Laura Richard, assistant professor at USM, said because of the success of the program with the initial grant, the city received to additional grants to help expand the education, empowerment and enrollment program.
"We're actually here (Friday) to celebrate what was, I guess the foresight of the city of Hattiesburg in realizing that our community needed better access to healthcare, better access to health insurance, and because of, I guess, that foresight, they were able to partner with the University of Southern Mississippi and get a grant, an initial grant, through the National League of Cities," Richard said. "The success of that grant has now led to two additional grants, one that funds Navigator enrollment and Medicaid and CHIP enrollment, and the other one does just Medicaid and CHIP enrollment. Almost $3 million in funding just for health access that started with just the little thing that the city thought needed to happen."
DuPree said, "It's like seeing a baby. I was telling before it's like having a baby, and then the baby has babies. It started out just Hattiesburg, Forrest county. That kind of locale, just kind of real local. That was the first E3 grant. It went from there to 24 counties. It grew from one county and one city to 24 counties, and the new one is nine counties. Now you all of this going on all around us, so we're actually spreading the wealth. We're actually empowering people. That's what I think universities and cities who, I think, have learned how to do things and do it well, they ought to not just sit on it. They ought to spread the wealth, so that everybody else can learn how to do the same thing."
Richard, who is program administrator for the two new grants - Kids Health Access Collaborative and the Mississippi Health Collaborative - that came out of the E3 Health Initiative, said that is exactly what Hattiesburg is doing, and its partnership with USM is essential to the program's success.
"It brings a unique spin to what we're doing because we're able to have the backing of city government to get our communities, which is then recognized by other city governments and helps us access more people in the communities," Richard said. "We've been presenting all around the United States about the success of the initial initiative.

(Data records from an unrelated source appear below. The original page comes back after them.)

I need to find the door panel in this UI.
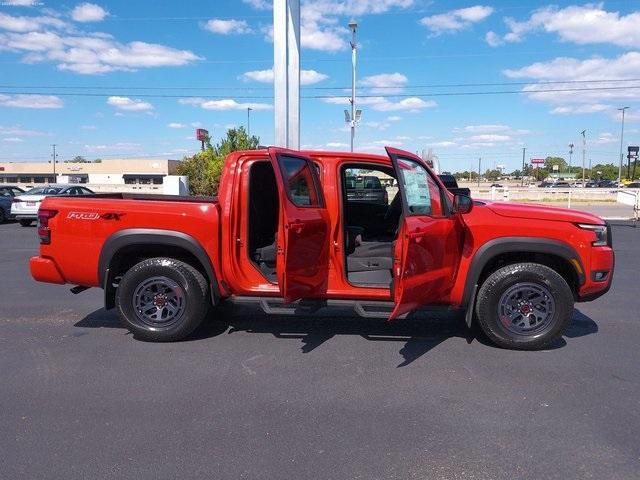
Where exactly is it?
[387,148,463,319]
[269,148,329,302]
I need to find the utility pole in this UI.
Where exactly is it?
[581,130,587,186]
[618,107,629,186]
[349,20,358,152]
[51,143,58,183]
[569,143,574,173]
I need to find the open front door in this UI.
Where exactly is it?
[269,147,329,303]
[387,147,462,320]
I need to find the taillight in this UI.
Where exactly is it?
[38,208,58,245]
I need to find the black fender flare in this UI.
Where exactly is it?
[98,228,220,309]
[461,237,585,324]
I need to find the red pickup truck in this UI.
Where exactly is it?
[30,148,614,349]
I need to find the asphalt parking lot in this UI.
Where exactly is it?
[0,224,640,480]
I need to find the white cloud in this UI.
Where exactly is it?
[322,96,438,112]
[0,94,64,108]
[469,133,511,143]
[594,132,620,145]
[484,31,504,47]
[359,72,409,94]
[204,18,252,35]
[252,0,414,52]
[503,52,640,109]
[178,98,273,111]
[0,13,201,75]
[71,3,109,22]
[0,125,47,137]
[420,5,493,35]
[239,68,329,85]
[551,103,612,115]
[486,3,640,48]
[107,97,153,112]
[0,13,67,32]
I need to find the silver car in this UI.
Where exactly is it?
[11,185,93,227]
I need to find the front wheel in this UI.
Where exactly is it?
[476,263,573,350]
[116,258,209,342]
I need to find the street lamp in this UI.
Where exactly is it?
[349,20,362,152]
[618,107,629,187]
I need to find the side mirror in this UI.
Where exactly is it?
[453,194,473,214]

In fact, next week we're going to a public health conference in Denver, which is the largest public health conference in the world to present the success of E3."
DuPree said, "When you look at Mississippi, and you look at us in any category you want to look at, we're always the worst. We're the best of the worst, and that's not good. This is one of those things that we're the best of the best, and that's a good thing. Now we're doing it where other cities and other counties and other states and other people who have foundation money are looking at Hattiesburg, Mississippi. They're looking at The University of Southern Mississippi, and the collaborative that we've formed. They're saying 'You're doing it right, and if you're doing it right, show us how you're doing it.' That's what happened with this almost $3 million grant that we have."
Richard and DuPree said the new money should allow E3 to educate more Mississippians about the importance of healthcare and how to enroll.
"Money give us the ability to hire people who can go out and full-time focus on helping our communities get access to healthcare, to health insurance, to whatever they need," Richard said.